James Kirsch, M.D.

The Analytical Psychology Club of Los Angeles was founded almost 75 years ago by the first generation of C.G. Jung’s students to settle in Los Angeles. Its purpose was, and still is, to promote wider knowledge of Jung’s work and Jungian concepts amongst its members, and also to a larger audience. APC members include both analysts and people who have had a personal experience of Jungian analysis.

The APC presents public lectures in the spring, summer and fall seasons featuring Jungian analysts, candidates in the training program, APC members and others with knowledge of and experience with Jungian concepts. These public programs are held in the James Kirsch Lecture Room at the C.G. Jung Institute, and are announced in the Institute brochure.

Club members participate in discussion  groups on films and books, poetry readings, creative/artistic work, and teachings by analysts and candidates from the Institute training program. Members and guests also gather for social events to celebrate the winter holidays and Valentine’s Day. Each gathering includes a special program for the occasion. The Club celebrates C.G. Jung’s birthday in July with a guest speaker and special program.

While Dr.

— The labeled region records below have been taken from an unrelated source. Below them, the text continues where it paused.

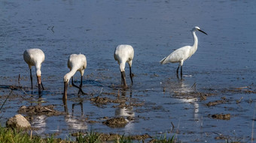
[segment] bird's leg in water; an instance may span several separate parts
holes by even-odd
[[[132,67],[130,67],[130,77],[131,78],[132,85],[133,85],[133,73],[132,73]]]
[[[123,81],[123,88],[127,88],[126,80],[125,79],[125,73],[124,71],[121,72],[122,81]]]
[[[182,66],[181,66],[181,79],[182,79]]]
[[[78,94],[79,94],[80,92],[81,92],[83,94],[86,94],[83,91],[83,90],[82,90],[81,88],[80,88],[80,87],[78,87],[78,86],[77,86],[77,85],[75,85],[74,84],[74,82],[73,82],[73,76],[71,78],[71,79],[72,79],[72,86],[74,86],[74,87],[75,87],[75,88],[77,88],[79,89]]]
[[[177,70],[176,70],[176,73],[177,73],[177,76],[178,75],[178,69],[179,69],[179,64],[178,64],[178,68],[177,68]]]
[[[30,69],[30,81],[31,81],[31,89],[33,90],[33,80],[32,80],[31,69]]]
[[[82,88],[82,86],[83,86],[83,76],[81,76],[80,85],[79,85],[79,87],[80,87],[81,89]],[[79,90],[78,94],[80,94],[80,91],[81,91],[81,90]]]
[[[44,85],[43,85],[43,82],[41,82],[41,88],[43,88],[43,90],[44,90]]]

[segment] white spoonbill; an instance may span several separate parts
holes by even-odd
[[[70,78],[72,78],[72,84],[73,86],[79,88],[78,94],[81,92],[84,94],[82,91],[81,88],[83,85],[83,76],[84,73],[84,69],[87,67],[87,58],[83,54],[72,54],[68,60],[68,67],[70,70],[70,72],[66,73],[64,76],[64,94],[63,94],[63,100],[67,99],[67,89],[68,89],[68,84],[69,82]],[[81,73],[81,82],[80,86],[77,86],[73,82],[73,76],[75,73],[79,71]]]
[[[166,63],[179,63],[177,68],[177,76],[178,77],[178,68],[181,67],[181,78],[182,79],[182,65],[183,62],[187,58],[190,58],[193,54],[194,54],[197,49],[198,40],[196,35],[196,31],[199,31],[206,34],[206,32],[203,31],[200,28],[195,26],[192,29],[192,35],[194,37],[194,45],[193,46],[185,46],[179,48],[172,52],[168,57],[165,57],[160,62],[161,64],[165,64]]]
[[[114,50],[114,58],[115,61],[117,61],[119,64],[120,71],[121,72],[121,84],[123,83],[123,88],[127,88],[127,84],[125,79],[125,64],[128,63],[130,66],[130,77],[133,82],[133,74],[132,74],[132,64],[133,59],[134,56],[134,50],[132,46],[130,45],[118,45]]]
[[[38,93],[41,94],[41,87],[44,90],[44,86],[41,81],[41,64],[44,61],[45,59],[44,53],[42,50],[39,49],[26,49],[24,51],[23,58],[24,61],[29,64],[29,67],[30,69],[30,80],[32,89],[33,89],[33,82],[31,73],[31,68],[32,66],[35,67],[36,76],[38,84]]]

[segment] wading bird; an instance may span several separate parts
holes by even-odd
[[[72,84],[73,86],[79,88],[78,94],[81,92],[82,94],[84,91],[82,91],[82,85],[83,85],[83,75],[84,73],[84,69],[87,67],[87,58],[83,54],[72,54],[68,60],[68,67],[70,70],[70,72],[66,73],[64,76],[64,94],[63,94],[63,100],[66,100],[67,96],[67,90],[68,90],[68,84],[69,82],[70,78],[72,78]],[[73,82],[73,76],[75,73],[79,71],[81,73],[81,82],[80,86],[77,86]]]
[[[199,31],[206,34],[206,32],[200,30],[197,26],[192,29],[192,35],[194,37],[194,45],[193,46],[185,46],[179,48],[172,52],[168,57],[165,57],[160,62],[161,64],[165,64],[166,63],[179,63],[177,68],[177,77],[178,77],[178,68],[181,67],[181,78],[182,79],[182,65],[183,62],[187,58],[190,58],[193,54],[194,54],[197,49],[198,40],[196,35],[196,31]]]
[[[31,88],[33,89],[33,80],[31,73],[32,66],[35,67],[36,76],[38,84],[38,93],[41,94],[41,88],[44,90],[43,84],[41,81],[41,64],[44,61],[44,53],[39,49],[29,49],[24,51],[23,53],[24,61],[29,64],[30,70],[30,80]]]
[[[132,74],[132,64],[134,56],[134,50],[130,45],[118,45],[114,50],[114,58],[115,61],[117,61],[119,64],[120,71],[121,73],[121,84],[123,84],[123,88],[127,88],[127,84],[125,79],[125,64],[128,63],[130,67],[130,77],[133,82],[133,74]]]

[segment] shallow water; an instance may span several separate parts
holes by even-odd
[[[54,104],[56,110],[63,111],[62,78],[69,71],[67,59],[70,54],[81,52],[87,59],[83,81],[85,92],[110,98],[117,98],[120,92],[131,102],[136,99],[145,106],[130,109],[130,115],[136,120],[123,128],[89,124],[87,117],[100,121],[105,116],[122,115],[125,110],[112,108],[117,106],[114,103],[96,106],[89,100],[91,97],[78,97],[78,89],[69,88],[69,116],[38,117],[32,123],[40,128],[35,133],[57,133],[57,137],[65,139],[70,133],[90,127],[99,132],[126,135],[155,136],[172,130],[168,136],[178,133],[178,140],[185,142],[218,142],[215,138],[220,134],[233,141],[248,142],[251,134],[255,138],[255,94],[224,91],[245,86],[250,86],[245,90],[255,91],[255,4],[254,1],[2,1],[0,85],[17,85],[20,74],[20,85],[29,88],[29,70],[23,53],[29,48],[40,48],[46,55],[41,69],[46,88],[43,104]],[[198,49],[184,62],[184,77],[180,80],[175,75],[177,64],[160,65],[159,61],[174,49],[192,45],[190,30],[195,25],[208,35],[197,33]],[[118,91],[120,74],[113,53],[117,45],[124,43],[135,50],[134,84],[130,90]],[[79,73],[75,79],[79,81]],[[129,78],[127,82],[130,84]],[[191,88],[194,83],[196,88]],[[0,89],[1,95],[9,93]],[[2,124],[17,114],[20,106],[35,105],[33,101],[38,96],[34,91],[30,97],[25,94],[29,89],[14,91],[26,100],[8,100],[1,113]],[[189,94],[175,96],[193,91],[215,95],[206,100],[198,97],[187,99]],[[223,97],[229,102],[206,106]],[[242,102],[236,103],[241,97]],[[75,103],[83,103],[83,112],[75,106],[72,114]],[[216,113],[230,113],[231,118],[209,116]]]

Jung was alive, the Club would yearly send him birthday greetings, to which he would respond with thanks and gratitude. This personal connection with Jung was a keynote of the early Club.

APC History

The small group of European analysts who founded the Club in 1944 had worked with Jung in Zurich, and brought to the Club their unique backgrounds and experiences, as well as a direct personal link to Jung. Charter members of the Club were Dr. James Kirsch, Hilde Kirsch, Max Zeller, Dr. Fritz Kunkel and Sherry Peticolas. The first Club president was Dr. James Kirsch. Meetings were held at the Kirsches’ home. and so, as the number of participants grew, attendance had to be limited to 30 people. In order to invite speakers from Zurich, a fund of $1,000 was established.

It was an exciting time, as Club members were host to many of the authors we read about today. They were presenting new ideas and theories as Jung was developing them. Marie Louise von Franz, Barbara Hannah, Rivkah Scharf (Kluger) and C.A. Meier were among them. Later speakers included Gerhard Adler, Michael Fordham, Esther Harding and Laurens van der Post. At the same time, members of the Club board were receiving manuscripts of Jung’s work in mimeographed form and sharing them with members. Dr. James Kirsch, for example, personally translated  Answer to Job, which he then mimeographed and shared with those who attended his seminar. At the time, this great work of Jung’s was available only in German.

Originally, Club members included  analysts and analysands, as had been true in Zurich, but after some time the decision was made that practicing analysts should have a “professional group” that met separately to discuss matters related to their clinical work. In order to establish a training institute, this professional group then went on to found the Jung Society, a group that was separate from the Club and that in time became the C.G. Jung Institute of Los Angeles. Once the separation had taken place, the two groups reached an agreement that the Club would continue to offer its own public programs each season. It was also agreed that the extensive APC library would be combined with that of the Institute to form what we now know as the Max and Lore Zeller Library. The  APC has continued to make yearly monetary contributions to support the library in its outreach. The early days of the APC and the formation of the C.G. Jung Institute are beautifully documented in a film made to commemorate the Club’s fiftieth anniversary in 1994. The film is available in the Max and Lore Zeller Library.